O'Brien, who built a practice around a reputation as a churchgoing family man, told the victims: "I don't want you to be insulted by my apology. I'm truly sorry."
Turning toward the judge, he said, "It doesn't change the fact, your honor, I did wrong . . . Maybe [the victims] can do a better job of forgiving me than I can forgive myself."
Superior Court Judge Linda G. Baxter told the former lawyer he had victimized "especially vulnerable people."
"In many ways, Mr. O'Brien, you are a predator," she said.
"You used as your weapons bank deposit slips, bank withdrawal slips, pencil and paper. You took advantage of your position of trust . . . and preyed on elderly people, grieving people, developmentally disabled people."
O'Brien pleaded guilty last August to two counts of theft. One accused him of stealing about $850,000 from the estate of Stanley Mich, who had left the money for the care of his autistic son.

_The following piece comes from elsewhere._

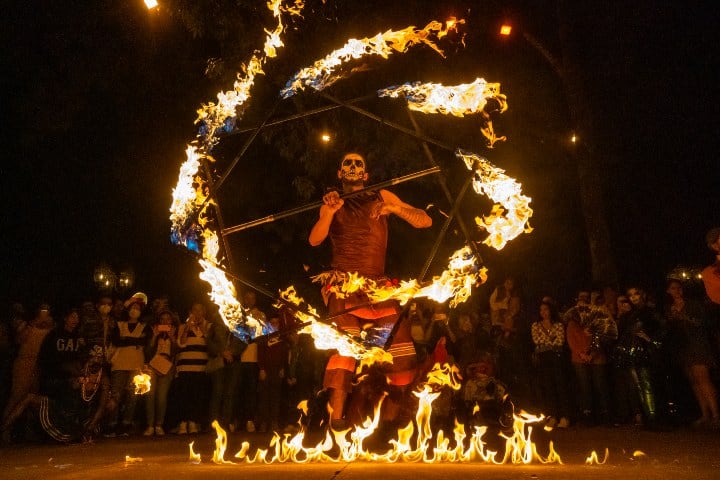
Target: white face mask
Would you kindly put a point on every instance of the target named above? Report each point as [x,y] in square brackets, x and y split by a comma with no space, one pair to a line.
[352,169]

The son, Ronnie Mich, now 62, had been used to a life of familiar surroundings but was forced to sell his Audubon house and move into an adult group home for the disabled.
The second count against O'Brien consolidated the thefts of the other 38 victims.
O'Brien also pleaded guilty last August to violating probation on a 1999 conviction of misappropriating money entrusted to him. He was ordered then to forfeit his law license and to pay $269,000 in restitution.
Yesterday, he was sentenced to four years in prison on that violation, to be completed concurrently with the 18 years.
O'Brien's attorney, Robert Agre, said his client was "shocked by the length" of the sentence "but almost numb by everything he heard in the courtroom."
Assistant Camden County Prosecutor Mark Chase called the judge's decision "fair and appropriate." And Camden County Prosecutor Vincent Sarubbi said the case, with its use of a court-appointed special master to recover money and a receiver to distribute the funds to compensate victims, would set a precedent for the handling of similar white-collar crimes.
During yesterday's hearing, several victims described how O'Brien used his position as guardian of their estates or investment counselor to rob them.
Some laughed when Agre offered O'Brien's apologies.
George Stone, 59, a former neighbor and friend of Ronnie Mich's who helped him transition to the group home, said O'Brien had hurt many people; "it can't be measured."
He asked Baxter to sentence O'Brien to "one year for every victim. That would be good. It would put him away for good."
Ronnie Mich's aunt, Sister Theresa Mich, a nun at St. Francis Convent in South Philadelphia, hugged Stone and thanked him for being the family spokesman.
Her sister, Sister Rita Mary Mich, who also resides at the convent, wept as the judge then returned photos of the Mich family in happier days, before Ronnie had been forced from his Audubon home.
"I want people to know what the family suffered," Sister Theresa said in an interview. "How can anyone destroy the life of an adult who is autistic?"
Patricia Fore Logan, 53, of Mount Ephraim, called on Baxter to impose a long prison term without parole. She said she and her mother, the late Edith Fore, lost at least $200,000 to O'Brien.
Fore, who died at age 81 in 1997, was known for her role in a TV commercial where she uttered the line, "I've fallen and I can't get up."
"He took our lives," Logan said. "Dennis O'Brien treated us like objects."
Logan, who cared for her infirm mother, said O'Brien wrote Fore's will, had power of attorney, and put Fore's house and money into a trust. At one point, she said, he borrowed $100,000, which was never returned.
"He didn't even put a tombstone on my mother's grave," she said. "My mother died a cold and lonely death and lies in an unmarked grave."
Irene DiRenza of Westmont, who lost $107,000 to the former lawyer, told O'Brien: "Dennis, you are indeed a Dr. Jekyll and Mr. Hyde personality. I'm broke."
O'Brien sat silently, his head bowed as the victims spoke. When they finished, he described how the thefts had occurred.
"I began to spin out of control . . . when a couple of projects began to fail," he said.
"That's when I really got into the sin of pride, thought I could out-work the situation."
He said he now realized the impact of his crime. "I awake with it every day. The awareness of that impact is crushing me. . . . The weight is burying me."